= June Sheppard =

British historical geographer

June Alice Sheppard (1928-2016) was a British historical geographer.

==Life==
June Sheppard was born in Purley, Surrey on 24 June 1928. She was educated at Whyteleafe County School for Girls and studied geography at University College, Hull, graduating with an external University of London degree in 1949. Sheppard continued at Hull, gaining her PhD from the University of London in 1956. In May 1953 she was appointed assistant lecturer in geography at Queen Mary College, In 1972 she was made Reader in Geography, and she remained at Queen Mary College until her retirement in 1991. She died in 2016.

==Works==
- The draining of the Hull valley. [Micklegate, Eng.]: East Yorkshire Local History Society, 1958.
- 'East Yorkshire's agricultural labour force in the mid-nineteenth century', Agricultural History Review, Vol. 9, No. 1 (1961), pp. 43–54.
- 'Rural population changes since 1851: three sample studies', The Sociological Review, Vol. 10, No. 1 (1962), p. 81-95.
- The draining of the marshlands of South Holderness and the Vale of York, York: East Yorkshire Local History Society, 1966.
- 'Medieval village planning in Northern England : some evidence from Yorkshire', Journal of Historical Geography, Vol. 2, No. 1 (1976), pp. 3–20.
- The origins and evolution of field and settlement patterns in the Herefordshire Manor of Marden.
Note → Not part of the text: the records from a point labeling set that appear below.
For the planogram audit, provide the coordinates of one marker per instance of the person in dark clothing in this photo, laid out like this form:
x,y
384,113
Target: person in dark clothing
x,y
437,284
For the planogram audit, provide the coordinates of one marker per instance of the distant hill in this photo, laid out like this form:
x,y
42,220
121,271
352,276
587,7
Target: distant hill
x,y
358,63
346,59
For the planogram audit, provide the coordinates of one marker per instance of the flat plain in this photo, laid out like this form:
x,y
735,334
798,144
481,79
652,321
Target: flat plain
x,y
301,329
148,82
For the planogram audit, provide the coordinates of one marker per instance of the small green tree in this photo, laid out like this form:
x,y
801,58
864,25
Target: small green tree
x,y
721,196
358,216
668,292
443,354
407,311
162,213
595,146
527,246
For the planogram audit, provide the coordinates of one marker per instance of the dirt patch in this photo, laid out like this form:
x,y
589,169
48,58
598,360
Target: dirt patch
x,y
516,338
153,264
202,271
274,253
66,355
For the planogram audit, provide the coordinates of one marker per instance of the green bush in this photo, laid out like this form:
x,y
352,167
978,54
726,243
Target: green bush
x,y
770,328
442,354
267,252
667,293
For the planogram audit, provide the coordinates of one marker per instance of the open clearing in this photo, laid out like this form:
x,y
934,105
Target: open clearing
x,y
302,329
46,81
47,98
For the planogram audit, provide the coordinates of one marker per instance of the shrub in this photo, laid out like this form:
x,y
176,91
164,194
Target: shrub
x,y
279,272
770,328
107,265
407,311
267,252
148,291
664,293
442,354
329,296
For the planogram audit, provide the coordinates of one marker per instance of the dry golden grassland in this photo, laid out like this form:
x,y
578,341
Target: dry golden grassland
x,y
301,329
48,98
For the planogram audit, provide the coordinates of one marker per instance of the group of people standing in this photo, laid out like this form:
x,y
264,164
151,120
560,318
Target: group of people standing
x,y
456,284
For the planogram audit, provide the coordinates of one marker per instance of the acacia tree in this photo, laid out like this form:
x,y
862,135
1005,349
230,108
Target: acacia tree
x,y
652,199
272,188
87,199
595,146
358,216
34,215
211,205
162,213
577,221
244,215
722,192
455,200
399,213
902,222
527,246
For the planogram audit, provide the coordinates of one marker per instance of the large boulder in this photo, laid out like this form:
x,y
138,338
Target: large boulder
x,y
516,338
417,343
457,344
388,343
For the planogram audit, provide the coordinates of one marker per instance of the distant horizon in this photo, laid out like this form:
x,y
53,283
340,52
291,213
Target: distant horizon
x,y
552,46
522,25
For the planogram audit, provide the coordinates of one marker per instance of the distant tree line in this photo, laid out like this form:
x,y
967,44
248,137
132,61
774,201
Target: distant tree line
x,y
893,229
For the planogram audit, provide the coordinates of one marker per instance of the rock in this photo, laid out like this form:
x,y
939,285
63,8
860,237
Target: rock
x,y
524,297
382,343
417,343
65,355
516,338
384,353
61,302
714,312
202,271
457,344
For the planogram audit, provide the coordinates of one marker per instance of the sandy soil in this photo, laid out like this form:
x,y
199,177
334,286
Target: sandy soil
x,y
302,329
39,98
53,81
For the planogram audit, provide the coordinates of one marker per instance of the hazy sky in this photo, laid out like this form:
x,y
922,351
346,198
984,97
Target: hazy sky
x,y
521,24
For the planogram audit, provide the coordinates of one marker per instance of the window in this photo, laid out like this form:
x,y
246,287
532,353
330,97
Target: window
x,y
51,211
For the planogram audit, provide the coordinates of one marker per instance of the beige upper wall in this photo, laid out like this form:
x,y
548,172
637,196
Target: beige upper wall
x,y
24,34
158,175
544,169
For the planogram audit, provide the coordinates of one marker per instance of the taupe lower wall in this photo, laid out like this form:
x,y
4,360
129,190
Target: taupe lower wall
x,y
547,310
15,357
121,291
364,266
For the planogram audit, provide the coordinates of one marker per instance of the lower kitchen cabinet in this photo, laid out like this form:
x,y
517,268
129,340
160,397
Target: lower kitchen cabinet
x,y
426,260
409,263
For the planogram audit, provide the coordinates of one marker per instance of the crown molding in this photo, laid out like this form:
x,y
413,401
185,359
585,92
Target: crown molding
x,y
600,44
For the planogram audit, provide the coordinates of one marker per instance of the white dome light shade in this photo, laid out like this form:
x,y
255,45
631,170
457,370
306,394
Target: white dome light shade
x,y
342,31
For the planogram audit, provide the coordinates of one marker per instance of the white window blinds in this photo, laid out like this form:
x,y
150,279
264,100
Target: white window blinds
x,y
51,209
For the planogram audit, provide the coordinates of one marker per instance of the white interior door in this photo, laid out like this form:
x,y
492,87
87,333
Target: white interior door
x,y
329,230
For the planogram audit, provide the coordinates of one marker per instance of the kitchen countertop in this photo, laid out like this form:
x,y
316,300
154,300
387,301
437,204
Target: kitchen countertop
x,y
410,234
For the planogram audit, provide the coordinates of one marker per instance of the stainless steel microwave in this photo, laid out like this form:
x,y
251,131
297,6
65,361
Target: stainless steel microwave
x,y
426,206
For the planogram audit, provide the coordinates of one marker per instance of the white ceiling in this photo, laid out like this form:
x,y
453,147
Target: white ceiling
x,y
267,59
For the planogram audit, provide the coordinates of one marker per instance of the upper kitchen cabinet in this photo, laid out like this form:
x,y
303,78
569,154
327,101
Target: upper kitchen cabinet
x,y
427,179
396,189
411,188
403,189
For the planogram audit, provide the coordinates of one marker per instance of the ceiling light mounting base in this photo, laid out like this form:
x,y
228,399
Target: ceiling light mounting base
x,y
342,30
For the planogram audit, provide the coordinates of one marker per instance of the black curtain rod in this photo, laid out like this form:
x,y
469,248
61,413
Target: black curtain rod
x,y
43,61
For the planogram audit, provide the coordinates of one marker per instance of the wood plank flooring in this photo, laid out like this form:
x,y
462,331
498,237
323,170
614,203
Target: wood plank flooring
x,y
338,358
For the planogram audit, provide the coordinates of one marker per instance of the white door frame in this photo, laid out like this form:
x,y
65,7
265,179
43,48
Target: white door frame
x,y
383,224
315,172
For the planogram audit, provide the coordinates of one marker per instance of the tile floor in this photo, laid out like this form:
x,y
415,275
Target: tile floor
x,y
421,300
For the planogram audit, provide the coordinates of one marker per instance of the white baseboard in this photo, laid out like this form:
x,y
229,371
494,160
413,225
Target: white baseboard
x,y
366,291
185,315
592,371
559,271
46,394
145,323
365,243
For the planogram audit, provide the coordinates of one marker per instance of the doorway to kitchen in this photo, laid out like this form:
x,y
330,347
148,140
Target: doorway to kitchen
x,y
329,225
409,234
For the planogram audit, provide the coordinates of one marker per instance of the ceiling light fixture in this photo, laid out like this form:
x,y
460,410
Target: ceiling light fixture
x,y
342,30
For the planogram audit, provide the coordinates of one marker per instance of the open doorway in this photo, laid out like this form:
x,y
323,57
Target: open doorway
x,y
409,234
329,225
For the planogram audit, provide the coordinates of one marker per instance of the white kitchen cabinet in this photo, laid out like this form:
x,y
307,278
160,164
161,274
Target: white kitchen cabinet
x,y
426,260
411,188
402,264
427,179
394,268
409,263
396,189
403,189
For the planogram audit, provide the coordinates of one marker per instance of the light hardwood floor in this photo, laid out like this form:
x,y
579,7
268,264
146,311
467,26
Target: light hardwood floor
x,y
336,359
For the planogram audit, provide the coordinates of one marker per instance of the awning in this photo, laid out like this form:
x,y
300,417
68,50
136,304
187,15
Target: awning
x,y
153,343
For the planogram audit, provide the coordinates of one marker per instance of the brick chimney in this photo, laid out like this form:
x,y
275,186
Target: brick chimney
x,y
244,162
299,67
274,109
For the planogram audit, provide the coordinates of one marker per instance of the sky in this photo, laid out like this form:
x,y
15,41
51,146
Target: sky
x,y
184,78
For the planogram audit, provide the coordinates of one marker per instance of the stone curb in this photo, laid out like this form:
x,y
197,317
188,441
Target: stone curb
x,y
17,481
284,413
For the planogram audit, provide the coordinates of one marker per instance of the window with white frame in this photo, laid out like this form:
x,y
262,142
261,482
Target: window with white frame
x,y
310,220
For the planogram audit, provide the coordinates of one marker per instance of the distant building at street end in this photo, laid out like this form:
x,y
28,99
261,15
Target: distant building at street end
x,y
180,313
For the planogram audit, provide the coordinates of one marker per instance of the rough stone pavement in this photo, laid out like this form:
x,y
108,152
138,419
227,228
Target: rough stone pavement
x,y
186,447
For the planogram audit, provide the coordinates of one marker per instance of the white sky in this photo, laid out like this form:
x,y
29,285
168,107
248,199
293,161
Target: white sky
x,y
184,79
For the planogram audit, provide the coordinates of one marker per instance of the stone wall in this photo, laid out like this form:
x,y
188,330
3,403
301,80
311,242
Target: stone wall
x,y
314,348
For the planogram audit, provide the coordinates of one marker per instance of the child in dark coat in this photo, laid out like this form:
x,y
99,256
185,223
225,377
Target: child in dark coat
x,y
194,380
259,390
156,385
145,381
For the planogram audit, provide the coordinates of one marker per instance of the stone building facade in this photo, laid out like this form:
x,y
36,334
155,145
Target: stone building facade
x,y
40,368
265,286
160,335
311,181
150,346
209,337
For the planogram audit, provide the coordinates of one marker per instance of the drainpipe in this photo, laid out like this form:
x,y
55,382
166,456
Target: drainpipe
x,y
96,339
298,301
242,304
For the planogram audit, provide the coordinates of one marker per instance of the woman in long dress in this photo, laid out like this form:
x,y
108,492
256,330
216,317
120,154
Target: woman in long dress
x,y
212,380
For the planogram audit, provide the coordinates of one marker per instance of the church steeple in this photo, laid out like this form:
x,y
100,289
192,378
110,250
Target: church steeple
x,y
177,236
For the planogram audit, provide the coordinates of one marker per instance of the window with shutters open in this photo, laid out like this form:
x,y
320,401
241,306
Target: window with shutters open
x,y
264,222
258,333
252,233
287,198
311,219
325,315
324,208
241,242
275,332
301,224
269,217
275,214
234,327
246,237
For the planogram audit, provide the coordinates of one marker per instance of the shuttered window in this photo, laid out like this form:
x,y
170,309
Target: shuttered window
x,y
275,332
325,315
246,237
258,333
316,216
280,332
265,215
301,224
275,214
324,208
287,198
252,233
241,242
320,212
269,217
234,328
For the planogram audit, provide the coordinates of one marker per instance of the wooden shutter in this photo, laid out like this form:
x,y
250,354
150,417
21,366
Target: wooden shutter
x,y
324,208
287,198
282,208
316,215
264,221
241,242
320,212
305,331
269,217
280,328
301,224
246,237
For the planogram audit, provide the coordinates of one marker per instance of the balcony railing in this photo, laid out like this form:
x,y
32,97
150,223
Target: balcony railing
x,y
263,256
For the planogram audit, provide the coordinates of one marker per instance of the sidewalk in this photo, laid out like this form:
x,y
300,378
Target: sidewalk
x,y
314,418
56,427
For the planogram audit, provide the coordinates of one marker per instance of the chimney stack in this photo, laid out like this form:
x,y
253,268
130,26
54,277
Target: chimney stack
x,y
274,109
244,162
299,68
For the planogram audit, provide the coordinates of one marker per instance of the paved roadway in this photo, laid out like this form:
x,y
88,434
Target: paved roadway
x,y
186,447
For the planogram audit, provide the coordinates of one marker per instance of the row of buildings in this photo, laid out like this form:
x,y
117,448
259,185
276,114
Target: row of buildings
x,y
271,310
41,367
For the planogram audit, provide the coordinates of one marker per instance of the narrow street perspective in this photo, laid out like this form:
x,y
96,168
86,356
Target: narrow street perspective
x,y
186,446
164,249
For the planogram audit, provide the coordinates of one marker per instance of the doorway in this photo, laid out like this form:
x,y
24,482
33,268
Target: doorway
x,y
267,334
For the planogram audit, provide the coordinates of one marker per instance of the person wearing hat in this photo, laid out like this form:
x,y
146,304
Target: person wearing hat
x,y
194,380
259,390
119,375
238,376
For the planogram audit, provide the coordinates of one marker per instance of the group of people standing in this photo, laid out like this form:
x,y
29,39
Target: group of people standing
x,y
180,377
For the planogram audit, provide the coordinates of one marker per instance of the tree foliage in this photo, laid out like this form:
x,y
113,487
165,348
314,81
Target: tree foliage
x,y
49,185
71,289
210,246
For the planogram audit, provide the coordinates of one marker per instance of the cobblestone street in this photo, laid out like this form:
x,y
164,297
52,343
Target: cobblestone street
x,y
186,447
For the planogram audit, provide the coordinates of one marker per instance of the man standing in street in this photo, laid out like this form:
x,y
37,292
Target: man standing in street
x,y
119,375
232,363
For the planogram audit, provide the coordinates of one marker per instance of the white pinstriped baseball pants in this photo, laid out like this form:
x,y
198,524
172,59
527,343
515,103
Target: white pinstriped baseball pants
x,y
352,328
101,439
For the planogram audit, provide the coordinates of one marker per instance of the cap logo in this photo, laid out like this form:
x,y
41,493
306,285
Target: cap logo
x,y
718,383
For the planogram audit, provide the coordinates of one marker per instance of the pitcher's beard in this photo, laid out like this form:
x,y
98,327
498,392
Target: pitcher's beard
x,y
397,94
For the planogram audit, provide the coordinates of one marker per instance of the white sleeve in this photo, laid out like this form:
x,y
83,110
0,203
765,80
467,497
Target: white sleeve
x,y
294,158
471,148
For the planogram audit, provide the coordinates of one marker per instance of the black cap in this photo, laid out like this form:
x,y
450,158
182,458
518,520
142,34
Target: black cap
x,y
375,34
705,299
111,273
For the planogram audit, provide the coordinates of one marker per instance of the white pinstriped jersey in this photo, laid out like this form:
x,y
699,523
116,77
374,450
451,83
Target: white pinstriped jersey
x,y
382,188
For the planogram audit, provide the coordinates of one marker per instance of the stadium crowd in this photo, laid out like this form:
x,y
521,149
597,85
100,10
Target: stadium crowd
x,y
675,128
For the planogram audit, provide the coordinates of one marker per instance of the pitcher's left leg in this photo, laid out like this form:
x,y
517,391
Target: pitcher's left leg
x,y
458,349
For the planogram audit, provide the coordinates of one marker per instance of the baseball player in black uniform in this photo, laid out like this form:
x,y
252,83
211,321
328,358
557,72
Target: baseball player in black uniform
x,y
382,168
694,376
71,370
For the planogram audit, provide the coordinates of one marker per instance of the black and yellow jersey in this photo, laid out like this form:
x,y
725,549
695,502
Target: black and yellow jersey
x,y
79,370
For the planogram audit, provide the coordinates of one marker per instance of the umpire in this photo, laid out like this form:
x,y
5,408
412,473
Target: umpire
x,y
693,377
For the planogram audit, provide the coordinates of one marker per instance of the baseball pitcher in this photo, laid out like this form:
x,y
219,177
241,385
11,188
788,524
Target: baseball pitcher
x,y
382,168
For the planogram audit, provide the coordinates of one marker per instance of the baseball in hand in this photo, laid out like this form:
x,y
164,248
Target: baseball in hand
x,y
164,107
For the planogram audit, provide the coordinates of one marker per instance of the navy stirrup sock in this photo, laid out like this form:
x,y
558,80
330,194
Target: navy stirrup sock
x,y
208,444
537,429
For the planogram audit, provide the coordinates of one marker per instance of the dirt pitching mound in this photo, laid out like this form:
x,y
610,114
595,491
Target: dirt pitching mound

London: Department of Geography, Queen Mary College, 1979.
- 'Small farms in a Sussex weald parish, 1800-60', Agricultural History Review, Vol. 40, No. 2 (1992), pp. 127–141.
- A century of geography : a history of the geography department of East London College (to 1935), Queen Mary College (1935-1989), Queen Mary and Westfield College (1989- ), 1994.
- Brighton's railway workers in the 1850s. Sussex: Sussex Archaeological Collections, 2001.
- The provenance of Brighton's railway workers 1841-1861. 2004.
- 'Agricultural workers in mid nineteenth-century Brighton', Agricultural History Review, Vol. 54, No. 1 (2006), pp. 93–104.